Estaba sonriendo en la oscuridad y frotándose casi sin darse cuenta un muslo contra otro cuando un nuevo pensamiento congeló su sonrisa y paró los latidos de su corazón.

¿Por qué no había venido ya? ¿A qué estaba esperando? ¿Por qué, en lugar de regresar a Narak a buscarla, había viajado más de mil kilómetros al este para embarcarse en una guerra lejana?

Alguna razón tendría, pensó.

No, ningún motivo podía justificar abandonarla a ella en manos de Agmadán. ¿Qué hombre de verdad dejaría a su amada en el lecho de otro? ¿Quién soportaría la idea de imaginar las manos de otro recorriendo la piel de su amante?

En realidad nunca llegamos a ser amantes, recordó, y la tristeza de aquel pensamiento fue tan profunda que los ojos se le llenaron de lágrimas, y tuvo que darse la vuelta en la cama y morder la almohada para sofocar los sollozos.

En ese momento notó algo frío y puntiagudo que apretaba su espalda desnuda entre dos vértebras.
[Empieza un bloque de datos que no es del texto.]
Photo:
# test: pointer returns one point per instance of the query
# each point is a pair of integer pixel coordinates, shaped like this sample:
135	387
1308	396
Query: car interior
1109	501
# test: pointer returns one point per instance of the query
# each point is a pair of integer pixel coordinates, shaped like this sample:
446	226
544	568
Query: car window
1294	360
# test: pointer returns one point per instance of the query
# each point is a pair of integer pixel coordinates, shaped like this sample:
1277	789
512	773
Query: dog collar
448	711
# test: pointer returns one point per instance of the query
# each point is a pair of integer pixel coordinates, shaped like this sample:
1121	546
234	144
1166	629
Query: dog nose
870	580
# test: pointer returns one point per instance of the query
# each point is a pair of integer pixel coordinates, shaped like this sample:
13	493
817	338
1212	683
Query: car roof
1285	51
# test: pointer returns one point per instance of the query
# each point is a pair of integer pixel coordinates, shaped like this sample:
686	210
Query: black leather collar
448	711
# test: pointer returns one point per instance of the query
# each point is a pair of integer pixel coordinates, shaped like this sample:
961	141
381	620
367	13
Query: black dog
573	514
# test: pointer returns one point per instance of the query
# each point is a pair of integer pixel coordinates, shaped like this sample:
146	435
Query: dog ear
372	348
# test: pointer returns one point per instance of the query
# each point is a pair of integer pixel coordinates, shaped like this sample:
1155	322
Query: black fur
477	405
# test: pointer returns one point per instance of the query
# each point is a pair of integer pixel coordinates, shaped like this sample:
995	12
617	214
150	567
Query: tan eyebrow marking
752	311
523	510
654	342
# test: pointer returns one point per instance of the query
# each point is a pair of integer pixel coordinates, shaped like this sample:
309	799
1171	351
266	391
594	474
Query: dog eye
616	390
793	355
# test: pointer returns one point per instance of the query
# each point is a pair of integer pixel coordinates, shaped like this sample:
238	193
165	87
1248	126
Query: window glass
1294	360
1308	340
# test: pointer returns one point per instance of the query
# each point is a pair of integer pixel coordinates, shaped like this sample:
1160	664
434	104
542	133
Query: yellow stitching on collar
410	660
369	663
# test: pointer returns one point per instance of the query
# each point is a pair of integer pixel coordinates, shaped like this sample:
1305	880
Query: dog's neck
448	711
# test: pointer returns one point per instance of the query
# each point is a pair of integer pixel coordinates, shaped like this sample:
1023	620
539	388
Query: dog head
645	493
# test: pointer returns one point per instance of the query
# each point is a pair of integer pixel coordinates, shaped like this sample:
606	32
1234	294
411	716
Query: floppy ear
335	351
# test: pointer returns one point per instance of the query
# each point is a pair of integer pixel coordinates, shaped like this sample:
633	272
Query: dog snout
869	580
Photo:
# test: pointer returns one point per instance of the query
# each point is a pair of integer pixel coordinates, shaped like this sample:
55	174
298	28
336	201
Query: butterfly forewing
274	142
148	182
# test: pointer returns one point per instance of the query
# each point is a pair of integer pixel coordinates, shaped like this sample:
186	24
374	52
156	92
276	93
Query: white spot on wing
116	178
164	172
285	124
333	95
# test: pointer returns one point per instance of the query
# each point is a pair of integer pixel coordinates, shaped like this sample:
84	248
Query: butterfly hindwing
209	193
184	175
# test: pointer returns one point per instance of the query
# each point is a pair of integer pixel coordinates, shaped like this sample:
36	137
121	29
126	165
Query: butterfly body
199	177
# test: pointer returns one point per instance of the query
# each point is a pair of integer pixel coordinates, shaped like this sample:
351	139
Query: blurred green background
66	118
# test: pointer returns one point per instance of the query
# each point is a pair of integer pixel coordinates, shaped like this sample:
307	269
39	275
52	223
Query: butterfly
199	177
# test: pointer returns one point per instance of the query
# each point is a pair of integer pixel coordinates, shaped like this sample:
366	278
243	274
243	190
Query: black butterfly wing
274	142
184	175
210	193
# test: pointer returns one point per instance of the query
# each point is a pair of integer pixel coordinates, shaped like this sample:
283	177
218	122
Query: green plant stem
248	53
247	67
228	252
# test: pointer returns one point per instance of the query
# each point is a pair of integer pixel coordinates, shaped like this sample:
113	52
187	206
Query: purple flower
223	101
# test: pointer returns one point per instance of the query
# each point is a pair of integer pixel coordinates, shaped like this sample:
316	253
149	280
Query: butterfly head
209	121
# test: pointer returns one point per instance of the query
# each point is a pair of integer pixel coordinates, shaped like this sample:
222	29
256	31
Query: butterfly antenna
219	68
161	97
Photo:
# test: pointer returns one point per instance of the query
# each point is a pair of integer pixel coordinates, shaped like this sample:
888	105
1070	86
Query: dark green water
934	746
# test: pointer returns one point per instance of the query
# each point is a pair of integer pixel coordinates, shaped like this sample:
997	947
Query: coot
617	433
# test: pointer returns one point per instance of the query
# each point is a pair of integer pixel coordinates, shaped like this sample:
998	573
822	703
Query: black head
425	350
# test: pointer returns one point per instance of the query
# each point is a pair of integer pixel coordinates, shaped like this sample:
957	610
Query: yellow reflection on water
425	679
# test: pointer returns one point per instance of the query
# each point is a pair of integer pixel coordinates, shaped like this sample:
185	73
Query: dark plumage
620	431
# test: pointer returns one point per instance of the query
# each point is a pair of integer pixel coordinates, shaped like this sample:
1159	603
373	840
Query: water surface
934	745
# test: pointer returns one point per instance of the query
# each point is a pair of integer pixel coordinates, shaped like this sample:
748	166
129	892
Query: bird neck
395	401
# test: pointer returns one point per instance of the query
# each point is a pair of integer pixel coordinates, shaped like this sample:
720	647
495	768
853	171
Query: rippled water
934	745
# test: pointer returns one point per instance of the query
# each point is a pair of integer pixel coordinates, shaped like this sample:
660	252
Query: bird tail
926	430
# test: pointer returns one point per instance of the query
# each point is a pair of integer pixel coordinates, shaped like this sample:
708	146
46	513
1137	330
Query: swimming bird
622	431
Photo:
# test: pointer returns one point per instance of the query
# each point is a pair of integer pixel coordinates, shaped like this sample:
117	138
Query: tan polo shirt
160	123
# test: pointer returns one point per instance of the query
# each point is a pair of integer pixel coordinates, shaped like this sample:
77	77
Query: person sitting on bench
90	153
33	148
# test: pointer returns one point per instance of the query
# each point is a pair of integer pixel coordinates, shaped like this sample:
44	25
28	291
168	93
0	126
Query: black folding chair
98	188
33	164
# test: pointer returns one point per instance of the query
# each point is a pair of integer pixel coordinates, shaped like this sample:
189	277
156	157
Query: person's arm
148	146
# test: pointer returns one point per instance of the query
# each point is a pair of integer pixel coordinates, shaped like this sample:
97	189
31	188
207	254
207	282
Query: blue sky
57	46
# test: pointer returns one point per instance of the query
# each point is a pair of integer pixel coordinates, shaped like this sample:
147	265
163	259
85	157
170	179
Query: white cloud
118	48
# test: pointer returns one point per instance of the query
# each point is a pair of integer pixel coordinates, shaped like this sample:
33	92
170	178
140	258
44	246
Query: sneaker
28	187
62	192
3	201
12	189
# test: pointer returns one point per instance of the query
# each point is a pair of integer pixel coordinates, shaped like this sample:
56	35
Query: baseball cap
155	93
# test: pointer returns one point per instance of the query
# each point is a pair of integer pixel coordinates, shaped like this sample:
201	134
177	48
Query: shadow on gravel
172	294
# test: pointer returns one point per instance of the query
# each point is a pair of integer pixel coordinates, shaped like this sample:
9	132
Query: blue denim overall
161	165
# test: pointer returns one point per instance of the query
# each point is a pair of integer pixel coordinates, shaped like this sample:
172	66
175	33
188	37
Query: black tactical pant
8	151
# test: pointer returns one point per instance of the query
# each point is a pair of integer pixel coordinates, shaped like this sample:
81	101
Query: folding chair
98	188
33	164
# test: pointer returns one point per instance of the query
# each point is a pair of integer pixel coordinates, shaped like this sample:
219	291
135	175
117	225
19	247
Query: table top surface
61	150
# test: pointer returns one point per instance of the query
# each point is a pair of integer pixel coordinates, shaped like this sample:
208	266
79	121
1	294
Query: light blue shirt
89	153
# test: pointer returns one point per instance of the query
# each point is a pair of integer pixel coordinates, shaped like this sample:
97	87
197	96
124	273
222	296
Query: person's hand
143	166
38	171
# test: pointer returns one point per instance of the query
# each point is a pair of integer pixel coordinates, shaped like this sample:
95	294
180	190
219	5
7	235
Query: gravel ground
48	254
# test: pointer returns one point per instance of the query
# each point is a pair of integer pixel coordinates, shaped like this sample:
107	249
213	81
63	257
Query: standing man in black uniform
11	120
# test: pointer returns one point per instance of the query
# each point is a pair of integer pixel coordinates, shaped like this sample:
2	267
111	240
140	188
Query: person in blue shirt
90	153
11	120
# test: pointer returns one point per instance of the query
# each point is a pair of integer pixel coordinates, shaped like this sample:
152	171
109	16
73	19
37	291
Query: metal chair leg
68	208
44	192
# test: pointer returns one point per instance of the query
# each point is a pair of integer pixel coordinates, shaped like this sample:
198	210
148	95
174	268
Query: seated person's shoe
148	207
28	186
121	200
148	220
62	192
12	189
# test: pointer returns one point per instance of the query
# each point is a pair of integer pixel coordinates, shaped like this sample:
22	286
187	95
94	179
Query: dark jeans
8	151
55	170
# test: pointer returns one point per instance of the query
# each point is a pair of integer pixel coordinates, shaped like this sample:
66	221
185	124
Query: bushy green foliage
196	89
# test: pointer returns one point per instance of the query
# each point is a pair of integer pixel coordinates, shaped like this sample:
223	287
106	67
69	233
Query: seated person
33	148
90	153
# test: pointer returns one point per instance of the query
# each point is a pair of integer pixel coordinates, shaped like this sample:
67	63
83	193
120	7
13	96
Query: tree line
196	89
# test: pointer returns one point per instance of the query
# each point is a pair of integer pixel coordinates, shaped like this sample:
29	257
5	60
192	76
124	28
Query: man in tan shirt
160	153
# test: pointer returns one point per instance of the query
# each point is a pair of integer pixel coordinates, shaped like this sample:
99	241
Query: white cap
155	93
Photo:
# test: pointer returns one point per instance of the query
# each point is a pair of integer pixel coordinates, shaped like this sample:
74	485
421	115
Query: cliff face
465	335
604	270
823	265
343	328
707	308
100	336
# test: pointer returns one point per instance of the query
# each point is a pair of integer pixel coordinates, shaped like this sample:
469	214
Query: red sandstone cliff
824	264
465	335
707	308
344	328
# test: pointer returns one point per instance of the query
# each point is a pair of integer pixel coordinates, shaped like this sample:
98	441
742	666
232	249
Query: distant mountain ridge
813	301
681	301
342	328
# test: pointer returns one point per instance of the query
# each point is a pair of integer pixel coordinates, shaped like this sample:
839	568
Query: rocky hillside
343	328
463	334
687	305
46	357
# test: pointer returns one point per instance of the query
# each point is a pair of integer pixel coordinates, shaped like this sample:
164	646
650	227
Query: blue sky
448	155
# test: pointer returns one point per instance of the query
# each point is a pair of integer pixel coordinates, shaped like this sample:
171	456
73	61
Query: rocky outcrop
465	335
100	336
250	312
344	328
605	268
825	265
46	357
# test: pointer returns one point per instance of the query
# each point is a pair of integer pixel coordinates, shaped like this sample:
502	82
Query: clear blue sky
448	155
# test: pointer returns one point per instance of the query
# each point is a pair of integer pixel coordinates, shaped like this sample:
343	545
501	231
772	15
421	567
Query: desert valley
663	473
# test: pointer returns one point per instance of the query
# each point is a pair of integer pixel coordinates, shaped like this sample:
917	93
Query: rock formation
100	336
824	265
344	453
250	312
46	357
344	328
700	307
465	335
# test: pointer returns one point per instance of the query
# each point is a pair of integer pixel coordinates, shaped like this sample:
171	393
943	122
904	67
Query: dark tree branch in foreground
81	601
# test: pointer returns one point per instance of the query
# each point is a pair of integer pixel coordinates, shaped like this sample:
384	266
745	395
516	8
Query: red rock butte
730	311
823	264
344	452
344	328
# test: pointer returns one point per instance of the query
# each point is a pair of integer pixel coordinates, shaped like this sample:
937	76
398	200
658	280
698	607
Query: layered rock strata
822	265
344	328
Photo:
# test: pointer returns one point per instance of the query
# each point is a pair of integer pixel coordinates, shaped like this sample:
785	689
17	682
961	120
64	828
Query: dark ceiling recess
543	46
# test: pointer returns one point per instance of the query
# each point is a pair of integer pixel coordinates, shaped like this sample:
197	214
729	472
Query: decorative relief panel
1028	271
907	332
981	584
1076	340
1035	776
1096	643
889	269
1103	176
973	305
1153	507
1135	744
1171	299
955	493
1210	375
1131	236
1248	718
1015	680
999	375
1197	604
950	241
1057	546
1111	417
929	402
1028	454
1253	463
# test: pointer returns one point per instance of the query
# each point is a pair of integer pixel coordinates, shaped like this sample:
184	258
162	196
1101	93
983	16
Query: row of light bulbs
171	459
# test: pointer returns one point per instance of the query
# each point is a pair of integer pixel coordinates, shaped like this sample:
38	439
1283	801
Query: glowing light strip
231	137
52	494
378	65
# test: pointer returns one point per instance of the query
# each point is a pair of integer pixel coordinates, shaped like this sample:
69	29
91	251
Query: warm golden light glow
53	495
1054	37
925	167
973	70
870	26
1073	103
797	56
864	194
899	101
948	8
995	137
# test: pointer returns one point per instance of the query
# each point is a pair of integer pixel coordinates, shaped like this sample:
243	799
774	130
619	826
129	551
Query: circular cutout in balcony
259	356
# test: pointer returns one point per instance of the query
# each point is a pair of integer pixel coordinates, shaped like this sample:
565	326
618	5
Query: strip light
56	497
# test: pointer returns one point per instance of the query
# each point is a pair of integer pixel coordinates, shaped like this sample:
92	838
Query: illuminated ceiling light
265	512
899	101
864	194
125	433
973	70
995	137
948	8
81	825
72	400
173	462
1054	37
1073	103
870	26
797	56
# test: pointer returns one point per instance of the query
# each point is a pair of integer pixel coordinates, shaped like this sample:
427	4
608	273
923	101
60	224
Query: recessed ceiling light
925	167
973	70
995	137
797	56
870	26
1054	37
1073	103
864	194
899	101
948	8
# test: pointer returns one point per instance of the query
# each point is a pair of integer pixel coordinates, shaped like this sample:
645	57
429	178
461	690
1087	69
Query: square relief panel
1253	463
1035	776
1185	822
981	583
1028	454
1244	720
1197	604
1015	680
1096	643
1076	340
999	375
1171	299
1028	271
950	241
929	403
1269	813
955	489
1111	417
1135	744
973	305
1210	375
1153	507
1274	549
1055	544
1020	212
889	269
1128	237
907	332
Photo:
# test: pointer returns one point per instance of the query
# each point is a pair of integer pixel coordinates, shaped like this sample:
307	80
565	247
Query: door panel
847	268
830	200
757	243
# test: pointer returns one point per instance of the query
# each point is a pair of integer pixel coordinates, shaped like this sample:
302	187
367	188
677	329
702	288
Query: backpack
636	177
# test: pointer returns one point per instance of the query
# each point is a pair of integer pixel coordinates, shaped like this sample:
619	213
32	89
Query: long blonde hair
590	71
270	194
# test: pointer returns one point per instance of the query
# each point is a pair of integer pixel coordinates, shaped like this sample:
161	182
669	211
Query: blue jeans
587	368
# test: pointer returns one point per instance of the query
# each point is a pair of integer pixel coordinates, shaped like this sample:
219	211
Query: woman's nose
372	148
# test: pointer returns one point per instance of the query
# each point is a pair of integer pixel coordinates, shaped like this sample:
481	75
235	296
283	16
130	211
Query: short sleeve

Una voz de mujer con acento extranjero le dijo:

– Si gritas o dices una sola palabra, morirás.

PASONORTE

Kratos se apoyó en las almenas del torreón donde se alojaba con su familia y sus oficiales más cercanos. Era el único edificio intacto de las fortificaciones y, según el jefe de ingenieros, no existía peligro de que se derrumbara. Estaba situado en la parte sur de la muralla. De día, se divisaba desde su terrado la rojiza llanura de Malabashi. Según le habían contado, en mañanas claras se alcanzaba a columbrar desde allí la silueta del Kimalidú, la Roca de Sangre. De ese modo tendrían siempre a su alcance el recordatorio de la victoria.

Ahora, de noche, mirando hacia el este, Kratos podía ver la amplia franja de Pasonorte, bañada por la luz azul de Rimom, y más allá la cordillera de Atagaira. Taniar no había asomado aún, pero su resplandor rojo se adivinaba como un fino contorno de sangre dibujando el perfil de las montañas. Aún más lejos, si entrecerraba los párpados, vislumbraba una delgada línea de luz que subía hasta perderse en las alturas. La fabulosa Etemenanki, la torre que llegaba al cielo.

Oyó los pasos de Derguín a su espalda y respiró hondo. Sin volverse todavía, escondió las manos dentro de las amplias mangas de su casaca, un gesto típico Ainari, para evitar que los movimientos de sus dedos delataran su enfado.

Apenas una hora antes, unos soldados que habían salido de la taberna le habían contado que Derguín estaba emborrachándose, levantando la voz, insultando a los clientes y dando pellizcos a todas las camareras que pasaban junto a él. Al acudir a comprobar qué pasaba se lo había encontrado en medio de una gresca multitudinaria.